Parties who lost the governorship elections on Saturday, March 18 in three states have rejected the outcome of the results declared while their supporters have trooped to the streets to protest and also demand the cancellation of the results.
The parties involved are the Labour party (LP) in Abia State, the New Nigeria Peoples Party (NNPP) in Taraba State and the All Progressives Congress (APC) in Kano State.
In Abia State, the LP supporters stormed the Independent National Electoral Commission (INEC) office on Tuesday, demanding that the commission should declare Alex Otti as the winner of the governorship election in the state.
Meanwhile, the INEC spokesperson in the state said all the election materials, including BVAS machines, used in Obingwa Local Government Area for the governorship poll had been moved to Abuja for analysis.
Similarly, the NNPP (NNPP) Governorship Candidate in Taraba State, Professor Sani Muhammed Yahaya, has rejected the state’s governorship election results declared by the INEC.
Yahaya said the results were not what was actually recorded in the field.
He said he won the election but the results were manipulated, adding that people in the state knew that it was the NNPP that actually won the election.
Yahaya has declared that he would challenge the results in court, adding that he has started the legal process to reclaim his victory.
He urged his supporters to be calm and not take the law into their own hands.
“Victory is our own, we won the election.
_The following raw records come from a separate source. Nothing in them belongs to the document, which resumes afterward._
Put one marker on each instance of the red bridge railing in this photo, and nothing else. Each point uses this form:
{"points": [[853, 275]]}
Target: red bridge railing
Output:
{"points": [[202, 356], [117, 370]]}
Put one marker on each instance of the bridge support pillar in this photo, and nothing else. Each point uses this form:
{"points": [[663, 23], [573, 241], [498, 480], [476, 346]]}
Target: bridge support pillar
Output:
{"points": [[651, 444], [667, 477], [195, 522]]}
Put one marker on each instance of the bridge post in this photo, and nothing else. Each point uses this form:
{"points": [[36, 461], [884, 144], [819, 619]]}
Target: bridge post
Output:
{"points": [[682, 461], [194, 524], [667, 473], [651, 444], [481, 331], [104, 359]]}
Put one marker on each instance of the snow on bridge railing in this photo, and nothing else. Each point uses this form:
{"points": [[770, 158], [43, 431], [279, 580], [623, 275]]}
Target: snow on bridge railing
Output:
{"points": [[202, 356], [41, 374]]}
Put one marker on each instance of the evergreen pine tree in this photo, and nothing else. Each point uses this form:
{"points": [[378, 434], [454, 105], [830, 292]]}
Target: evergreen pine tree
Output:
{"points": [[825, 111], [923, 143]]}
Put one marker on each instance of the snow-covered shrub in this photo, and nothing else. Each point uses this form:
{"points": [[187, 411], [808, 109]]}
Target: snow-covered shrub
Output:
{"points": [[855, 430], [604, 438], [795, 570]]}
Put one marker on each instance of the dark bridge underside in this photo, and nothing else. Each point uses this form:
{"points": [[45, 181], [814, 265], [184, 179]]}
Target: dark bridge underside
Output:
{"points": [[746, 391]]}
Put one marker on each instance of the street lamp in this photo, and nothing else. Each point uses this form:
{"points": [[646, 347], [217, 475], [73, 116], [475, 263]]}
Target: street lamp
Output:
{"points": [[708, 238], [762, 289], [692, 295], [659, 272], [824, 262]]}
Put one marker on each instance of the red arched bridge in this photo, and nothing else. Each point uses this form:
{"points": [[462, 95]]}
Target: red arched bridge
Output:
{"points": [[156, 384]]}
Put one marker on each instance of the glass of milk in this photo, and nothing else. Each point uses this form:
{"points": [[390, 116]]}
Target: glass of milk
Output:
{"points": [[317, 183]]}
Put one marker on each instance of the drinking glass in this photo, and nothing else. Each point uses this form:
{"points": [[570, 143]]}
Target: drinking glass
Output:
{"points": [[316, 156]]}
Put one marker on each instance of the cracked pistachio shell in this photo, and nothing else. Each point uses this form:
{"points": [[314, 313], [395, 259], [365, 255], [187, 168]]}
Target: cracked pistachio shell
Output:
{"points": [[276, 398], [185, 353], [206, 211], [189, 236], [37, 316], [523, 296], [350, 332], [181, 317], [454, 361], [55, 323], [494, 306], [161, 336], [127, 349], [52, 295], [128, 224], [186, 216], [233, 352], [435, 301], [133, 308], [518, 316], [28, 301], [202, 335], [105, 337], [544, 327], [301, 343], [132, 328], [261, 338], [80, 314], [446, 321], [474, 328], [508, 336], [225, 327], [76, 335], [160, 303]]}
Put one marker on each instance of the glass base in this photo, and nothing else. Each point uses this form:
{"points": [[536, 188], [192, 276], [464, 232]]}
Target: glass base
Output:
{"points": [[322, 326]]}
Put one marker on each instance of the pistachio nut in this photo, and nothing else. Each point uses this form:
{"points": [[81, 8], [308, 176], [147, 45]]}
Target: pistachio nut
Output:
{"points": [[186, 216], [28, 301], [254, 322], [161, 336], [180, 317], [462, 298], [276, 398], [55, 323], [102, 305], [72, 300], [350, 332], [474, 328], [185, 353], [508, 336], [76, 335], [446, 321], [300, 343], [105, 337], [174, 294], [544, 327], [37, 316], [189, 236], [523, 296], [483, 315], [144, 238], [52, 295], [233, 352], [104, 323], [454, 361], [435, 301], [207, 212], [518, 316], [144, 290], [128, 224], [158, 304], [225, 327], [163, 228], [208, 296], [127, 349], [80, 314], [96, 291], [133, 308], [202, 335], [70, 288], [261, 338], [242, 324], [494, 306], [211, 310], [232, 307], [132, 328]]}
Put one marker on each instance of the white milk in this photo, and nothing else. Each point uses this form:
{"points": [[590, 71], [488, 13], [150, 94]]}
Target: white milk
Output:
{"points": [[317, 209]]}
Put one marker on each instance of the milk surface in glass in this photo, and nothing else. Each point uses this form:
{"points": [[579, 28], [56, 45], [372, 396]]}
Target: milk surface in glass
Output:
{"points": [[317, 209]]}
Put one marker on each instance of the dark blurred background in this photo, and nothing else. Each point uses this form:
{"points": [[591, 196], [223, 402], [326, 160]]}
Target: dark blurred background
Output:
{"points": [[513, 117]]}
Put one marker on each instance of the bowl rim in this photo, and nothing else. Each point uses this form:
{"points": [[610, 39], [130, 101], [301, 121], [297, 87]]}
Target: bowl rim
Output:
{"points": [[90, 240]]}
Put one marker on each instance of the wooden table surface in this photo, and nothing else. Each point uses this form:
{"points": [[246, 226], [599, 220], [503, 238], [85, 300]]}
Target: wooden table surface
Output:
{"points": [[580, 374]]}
Everyone in Taraba State knows that l won the election and we are going to take legal action to reclaim our victory,” he
In Kano, the APC has given the INEC seven days to review the declaration of results of the state gubernatorial elections.
It would be recalled that the Returning Officer of INEC for Kano, Professor Ahmad Doko Ibrahim, Monday morning declared Abba Kabir Yusuf of the New Nigeria People’s Party (NNPP) as the winner of the election.
He said he declared the results based on his interpretation of the Electoral Act and election guideline that where the election was cancelled as a result of violence, the disenfranchised voters in such area would not count in the margin of lead principle between the first and the runner-up.
The party’s Legal Adviser in the state, Barrister Abdul Fagge, said the INEC returning officer erred in law and acted ultra vires of the Electoral Act by distinguishing cancellations due to violence and over-voting and deciding only to consider the latter in the final consideration of a margin of lead.
Fagge said 273,442 PVCs were collected in areas where the election was cancelled as a result of violence and over-voting, a figure he said meant that the margin of victory (128,897) used to declare Yusuf of the NNPP was not sufficiently based on the Electoral Act.
He said it was astonishing that with the same election, 16 of the House of Assembly elections held the same day and under the same conditions were declared inconclusive by the INEC
The gubernatorial candidate of the APC in the state, Nasir Yusuf Gawuna, appealed to party supporters to continue to maintain calm in the face of provocation while condoling with families of those that have lost their lives and those that have lost their properties due to the election and post-election violence.
Gawuna, the state’s deputy governorship, expressed optimism that INEC would do the needful by not disenfranchising the majority of voters in the state.